From the initial problem of computational resources saving, we have seen that NEq differs for others works that try to focus on finding optimal sub-graph for deep neural networks. By focusing on the entirety of the network and evaluating the behaviour of each neuron, NEq produces a new knowledge that is easily transposable to other experiments or any neural network model. The method results seem promising as it produces new insight on the learning behaviour of deep neural networks and might lead to new training strategies.
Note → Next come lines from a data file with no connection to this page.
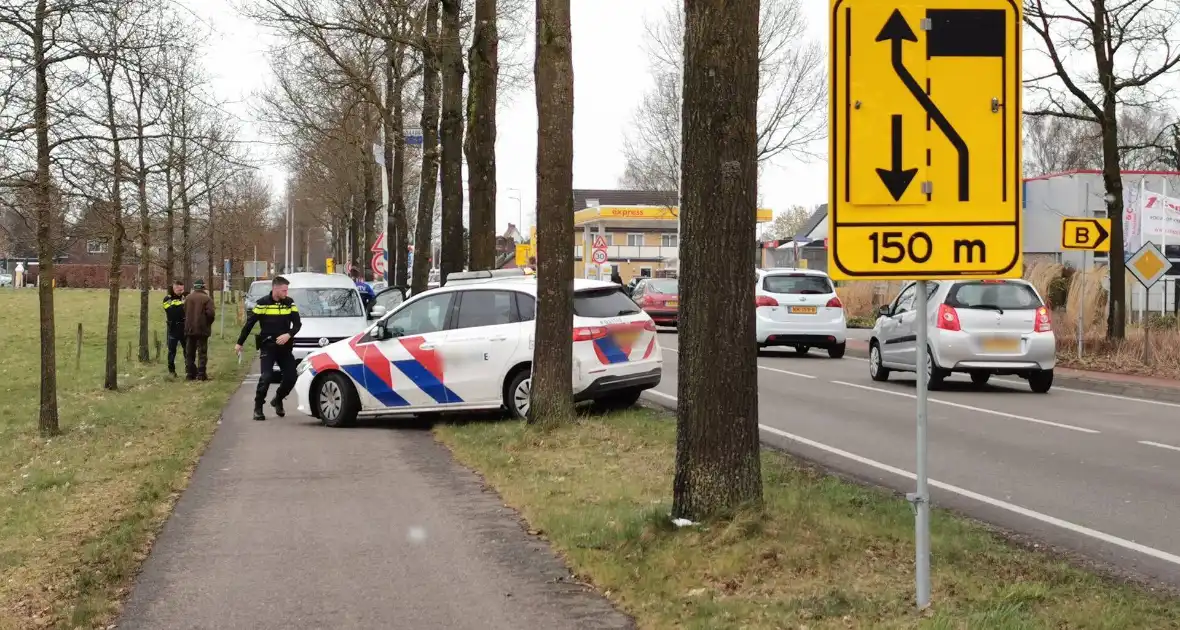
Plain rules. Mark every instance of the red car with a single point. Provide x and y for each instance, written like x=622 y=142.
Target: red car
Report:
x=660 y=299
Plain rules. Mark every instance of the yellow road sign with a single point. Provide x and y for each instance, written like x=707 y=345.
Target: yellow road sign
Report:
x=1148 y=264
x=925 y=139
x=1086 y=234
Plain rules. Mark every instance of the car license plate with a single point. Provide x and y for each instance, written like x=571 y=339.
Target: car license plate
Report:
x=1001 y=345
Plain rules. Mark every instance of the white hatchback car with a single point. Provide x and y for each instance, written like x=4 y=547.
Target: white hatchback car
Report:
x=799 y=308
x=470 y=346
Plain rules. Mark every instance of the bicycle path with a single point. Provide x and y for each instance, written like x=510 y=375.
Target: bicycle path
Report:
x=290 y=525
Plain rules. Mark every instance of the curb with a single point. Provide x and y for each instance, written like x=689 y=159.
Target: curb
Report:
x=1096 y=385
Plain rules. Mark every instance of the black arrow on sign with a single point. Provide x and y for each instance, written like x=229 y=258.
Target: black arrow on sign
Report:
x=897 y=179
x=898 y=31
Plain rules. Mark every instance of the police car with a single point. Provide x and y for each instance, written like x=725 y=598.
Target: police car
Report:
x=469 y=346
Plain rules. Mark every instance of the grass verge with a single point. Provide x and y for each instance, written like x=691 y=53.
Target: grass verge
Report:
x=825 y=553
x=78 y=511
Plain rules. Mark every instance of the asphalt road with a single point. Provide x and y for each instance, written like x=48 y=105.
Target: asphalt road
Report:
x=292 y=525
x=1089 y=473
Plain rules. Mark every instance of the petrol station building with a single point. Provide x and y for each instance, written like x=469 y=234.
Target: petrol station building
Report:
x=640 y=229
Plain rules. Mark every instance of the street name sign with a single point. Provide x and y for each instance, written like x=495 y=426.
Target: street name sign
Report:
x=925 y=139
x=1086 y=234
x=1148 y=264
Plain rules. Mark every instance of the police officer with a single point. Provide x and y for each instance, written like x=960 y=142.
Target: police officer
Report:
x=174 y=309
x=277 y=325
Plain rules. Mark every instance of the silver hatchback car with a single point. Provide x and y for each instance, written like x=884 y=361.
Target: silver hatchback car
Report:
x=977 y=327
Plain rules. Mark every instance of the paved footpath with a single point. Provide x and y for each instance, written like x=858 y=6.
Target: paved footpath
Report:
x=290 y=525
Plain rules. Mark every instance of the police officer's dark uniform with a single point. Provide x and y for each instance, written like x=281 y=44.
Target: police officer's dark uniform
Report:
x=174 y=309
x=275 y=317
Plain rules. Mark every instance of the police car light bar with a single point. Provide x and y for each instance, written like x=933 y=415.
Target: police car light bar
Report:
x=483 y=275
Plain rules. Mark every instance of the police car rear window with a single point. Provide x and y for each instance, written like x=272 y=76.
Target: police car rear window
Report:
x=609 y=302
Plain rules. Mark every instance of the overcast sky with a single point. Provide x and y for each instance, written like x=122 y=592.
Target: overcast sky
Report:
x=610 y=72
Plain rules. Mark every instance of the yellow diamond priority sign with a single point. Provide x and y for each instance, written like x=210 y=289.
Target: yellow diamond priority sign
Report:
x=925 y=139
x=1148 y=264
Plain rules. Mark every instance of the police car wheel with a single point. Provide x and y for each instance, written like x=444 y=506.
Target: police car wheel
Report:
x=518 y=393
x=335 y=401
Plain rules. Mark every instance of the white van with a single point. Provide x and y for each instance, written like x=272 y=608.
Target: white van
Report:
x=329 y=309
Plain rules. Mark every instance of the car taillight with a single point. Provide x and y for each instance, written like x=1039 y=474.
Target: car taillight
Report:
x=1043 y=320
x=948 y=317
x=589 y=333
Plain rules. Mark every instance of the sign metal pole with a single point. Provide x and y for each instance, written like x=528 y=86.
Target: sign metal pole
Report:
x=920 y=498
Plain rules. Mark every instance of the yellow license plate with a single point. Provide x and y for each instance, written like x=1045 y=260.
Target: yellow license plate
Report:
x=1001 y=345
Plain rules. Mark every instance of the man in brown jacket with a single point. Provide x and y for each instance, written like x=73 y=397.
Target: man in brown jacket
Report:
x=198 y=325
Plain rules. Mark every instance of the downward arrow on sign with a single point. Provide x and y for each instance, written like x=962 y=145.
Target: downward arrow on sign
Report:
x=896 y=178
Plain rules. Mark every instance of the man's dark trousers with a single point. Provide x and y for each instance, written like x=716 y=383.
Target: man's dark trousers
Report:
x=175 y=342
x=196 y=356
x=273 y=355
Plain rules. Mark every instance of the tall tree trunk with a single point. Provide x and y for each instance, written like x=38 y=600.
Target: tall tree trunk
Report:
x=209 y=243
x=552 y=398
x=170 y=218
x=480 y=146
x=1112 y=176
x=718 y=466
x=47 y=418
x=452 y=139
x=145 y=256
x=118 y=234
x=395 y=164
x=185 y=215
x=424 y=248
x=364 y=236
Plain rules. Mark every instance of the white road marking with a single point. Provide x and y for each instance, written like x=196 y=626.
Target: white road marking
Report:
x=1169 y=447
x=961 y=406
x=764 y=367
x=1116 y=396
x=974 y=496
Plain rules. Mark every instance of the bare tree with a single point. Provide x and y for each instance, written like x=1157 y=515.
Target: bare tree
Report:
x=1097 y=32
x=551 y=398
x=44 y=37
x=790 y=222
x=430 y=169
x=451 y=129
x=480 y=145
x=718 y=446
x=792 y=94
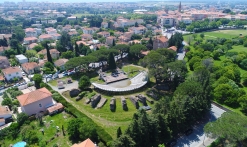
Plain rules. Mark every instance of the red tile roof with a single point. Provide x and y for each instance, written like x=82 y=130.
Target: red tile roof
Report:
x=33 y=96
x=86 y=143
x=10 y=70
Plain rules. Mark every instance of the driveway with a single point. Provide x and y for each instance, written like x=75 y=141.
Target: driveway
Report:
x=198 y=138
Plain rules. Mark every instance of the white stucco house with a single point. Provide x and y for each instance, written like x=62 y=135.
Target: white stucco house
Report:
x=21 y=58
x=36 y=101
x=12 y=72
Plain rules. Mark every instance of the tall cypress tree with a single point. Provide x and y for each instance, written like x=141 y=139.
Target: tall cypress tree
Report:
x=113 y=42
x=111 y=61
x=119 y=132
x=48 y=53
x=76 y=50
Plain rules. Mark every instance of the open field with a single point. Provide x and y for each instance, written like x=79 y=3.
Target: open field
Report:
x=104 y=117
x=50 y=123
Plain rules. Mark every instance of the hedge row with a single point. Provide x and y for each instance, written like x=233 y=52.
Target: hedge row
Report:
x=103 y=135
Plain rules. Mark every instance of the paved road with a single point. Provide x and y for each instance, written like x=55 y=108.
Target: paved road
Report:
x=197 y=138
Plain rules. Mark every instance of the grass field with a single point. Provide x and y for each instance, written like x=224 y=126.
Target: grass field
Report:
x=50 y=123
x=104 y=117
x=132 y=70
x=54 y=82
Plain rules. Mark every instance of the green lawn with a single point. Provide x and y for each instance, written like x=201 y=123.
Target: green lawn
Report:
x=50 y=123
x=54 y=82
x=104 y=117
x=132 y=70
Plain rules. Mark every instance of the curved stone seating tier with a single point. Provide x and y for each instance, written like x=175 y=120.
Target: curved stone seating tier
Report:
x=136 y=82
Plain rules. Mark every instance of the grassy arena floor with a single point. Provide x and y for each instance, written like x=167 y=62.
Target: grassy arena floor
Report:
x=228 y=34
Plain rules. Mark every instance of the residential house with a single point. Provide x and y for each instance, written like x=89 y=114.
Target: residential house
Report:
x=60 y=63
x=73 y=33
x=30 y=67
x=104 y=25
x=138 y=30
x=66 y=28
x=56 y=36
x=45 y=37
x=174 y=48
x=167 y=20
x=5 y=114
x=12 y=72
x=36 y=101
x=109 y=40
x=3 y=48
x=29 y=40
x=54 y=53
x=72 y=18
x=31 y=46
x=160 y=42
x=50 y=30
x=85 y=143
x=117 y=34
x=90 y=30
x=4 y=62
x=31 y=32
x=104 y=34
x=58 y=107
x=86 y=37
x=21 y=58
x=123 y=39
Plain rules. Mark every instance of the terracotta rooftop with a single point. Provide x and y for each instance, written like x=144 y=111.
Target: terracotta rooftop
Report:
x=51 y=51
x=29 y=65
x=30 y=38
x=173 y=48
x=162 y=39
x=86 y=143
x=34 y=96
x=55 y=107
x=4 y=110
x=32 y=45
x=60 y=62
x=10 y=70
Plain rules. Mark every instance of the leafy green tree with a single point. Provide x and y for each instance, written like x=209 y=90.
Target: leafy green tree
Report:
x=154 y=62
x=123 y=48
x=48 y=68
x=68 y=55
x=37 y=78
x=22 y=118
x=111 y=61
x=113 y=42
x=77 y=52
x=136 y=49
x=7 y=102
x=202 y=35
x=124 y=141
x=243 y=64
x=231 y=127
x=119 y=132
x=48 y=54
x=84 y=82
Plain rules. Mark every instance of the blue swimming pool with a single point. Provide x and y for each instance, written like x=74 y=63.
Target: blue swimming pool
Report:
x=20 y=144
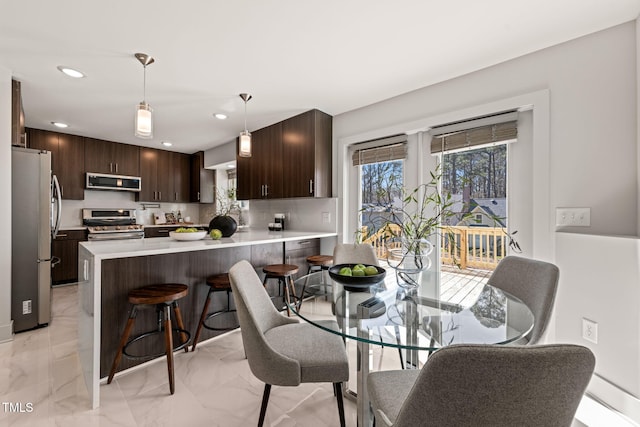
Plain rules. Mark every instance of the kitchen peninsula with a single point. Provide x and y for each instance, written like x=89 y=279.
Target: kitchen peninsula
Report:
x=108 y=270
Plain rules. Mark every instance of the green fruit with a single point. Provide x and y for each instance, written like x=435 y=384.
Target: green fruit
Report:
x=345 y=271
x=370 y=271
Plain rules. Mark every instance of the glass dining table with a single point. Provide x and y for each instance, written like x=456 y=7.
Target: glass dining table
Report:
x=417 y=321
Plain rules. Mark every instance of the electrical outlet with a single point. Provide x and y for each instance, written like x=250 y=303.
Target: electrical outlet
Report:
x=590 y=330
x=573 y=217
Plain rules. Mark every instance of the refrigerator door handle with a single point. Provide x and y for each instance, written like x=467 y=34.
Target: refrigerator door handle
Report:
x=56 y=198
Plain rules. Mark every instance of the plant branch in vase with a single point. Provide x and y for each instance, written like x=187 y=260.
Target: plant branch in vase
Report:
x=408 y=228
x=226 y=204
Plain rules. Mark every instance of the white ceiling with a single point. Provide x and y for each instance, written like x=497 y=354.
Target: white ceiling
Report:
x=291 y=55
One possible development could be one of the limitations of the paper cited by the authors. The paper only focuses on individual neurons and evaluating the behaviour of ensembles of neurons could lead to other interesting results as some neurons might be at equilibrium only as a group at some step of the training process. This possibility could be explored further.

References

  1. Bragagnolo, A., Tartaglione, E., Grangetto, M.: To update or not to update? neurons at equilibrium in deep models. Advances in neural information processing systems, 2022.
  2. Dmitry Molchanov, Arsenii Ashukha, and Dmitry Vetrov. Variational dropout sparsifies deep neural networks. In International Conference on Machine Learning, pages 2498–2507. PMLR, 2017.
  3. J. Frankle and M. Carbin. The lottery ticket hypothesis: Finding sparse, trainable neural networks. 2019.